While it will take you longer to organize your move, you can avoid dealing with moving brokers altogether if you wish. However, the movers you choose will be the ones who show up on moving day, and any damage that your movers couldn’t prevent, your moving insurance will cover. If you take it upon yourself to search for licensed and reliable professionals, you will not fall a victim to fraud, whether they are moving brokers or moving companies.

The good news is, you don’t need to choose between hiring and avoiding moving brokers. There is a way to benefit from their services and keep your peace of mind. The solution comes in the form of licensed movers that also act as brokers. Such companies have a U.S. DOT number and an FMCSA number. You can always run that number through the Federal Motor Carrier Safety Administration database and confirm their status. The same goes for regular moving companies and brokers. FMCSA has made great efforts recently to protect customers from frauds. Independently operating brokers must register with the Administration. Also, they must work transparently and provide written, binding agreements and estimates among other requirements.

How to ensure safe relocation?

Aside from running a check of the moving company at the FMCSA, there are a few more things to do before choosing a mover. Unless your family and friends can refer you to a trusted moving company, prepare for an online search. To narrow down your choice, you should check the online moving reviews. There’s no need to follow your gut feeling when deciding if reviews are fake or not. There are clear signs that reviews are not genuine; they are repetitive, excessively descriptive, and either overly positive or negative.

Eventually, you should call and interview the remaining few moving companies that suit your relocation needs. In-home estimates provide the most precise moving evaluation. However, the current situation makes such estimates risky and unwelcome. This is why responsible movers and brokers such as National Van Lines adopted a virtual survey system and even offer a valuation via FaceTime. Their experts are doing their best to provide the most precise quotes possible and act responsibly in the face of the ongoing situation. Moreover, make sure you get at least a few free moving quotes from different companies to get a clear insight into the real cost of moving your home. Avoid the most and least expensive offers.

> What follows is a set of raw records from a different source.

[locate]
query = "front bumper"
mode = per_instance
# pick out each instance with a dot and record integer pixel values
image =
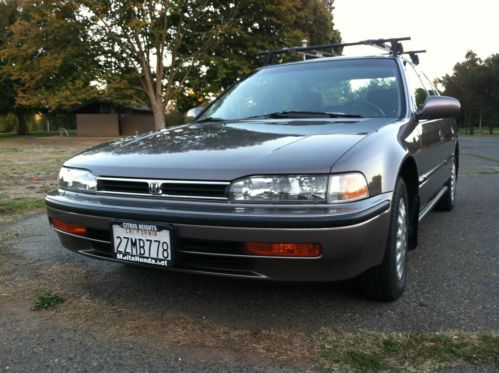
(209, 237)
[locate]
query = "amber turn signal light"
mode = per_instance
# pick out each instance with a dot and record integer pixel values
(69, 228)
(283, 249)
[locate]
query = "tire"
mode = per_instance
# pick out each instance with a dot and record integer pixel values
(448, 200)
(386, 282)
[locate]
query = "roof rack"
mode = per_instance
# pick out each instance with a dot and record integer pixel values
(391, 45)
(414, 55)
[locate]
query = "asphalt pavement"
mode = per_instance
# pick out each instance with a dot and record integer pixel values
(453, 284)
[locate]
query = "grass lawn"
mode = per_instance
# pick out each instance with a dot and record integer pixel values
(29, 167)
(378, 351)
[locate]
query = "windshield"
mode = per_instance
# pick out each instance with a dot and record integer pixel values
(364, 88)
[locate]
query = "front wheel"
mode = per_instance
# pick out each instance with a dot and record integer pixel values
(447, 201)
(386, 281)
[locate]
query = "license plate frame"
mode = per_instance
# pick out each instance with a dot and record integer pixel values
(137, 257)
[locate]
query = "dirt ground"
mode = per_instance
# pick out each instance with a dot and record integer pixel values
(29, 165)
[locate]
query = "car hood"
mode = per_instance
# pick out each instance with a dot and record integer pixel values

When it comes to estimates and contracts, always ask for binding agreements. Non-binding agreements tend to change and, more often than not, the moving price increases. Don’t settle for anything less than full transparency when dealing with movers and moving brokers. Nevertheless, you still need to carefully read the documentation and moving contract before you sign anything. Finally, but no less importantly, don’t forget about the moving insurance. Full value protection is the type of insurance that grants you full replacement value of the goods that were damaged during the move. An excellent choice if you’re moving light but high-end belongings such as electronics.


While avoiding moving brokers seems to be the only way to keep peace of mind and money in your pocket, it does come at a cost. Many busy people simply can’t afford the time to plan the relocation and search for movers who fulfill all their requirements. Some order has been imposed, though. Moving brokers, moving companies, and companies that operate as both, need to register with the authorities and follow a strict set of rules. If you wish to avoid moving brokers, you can. But if you need their services, opt for licensed and experienced professionals.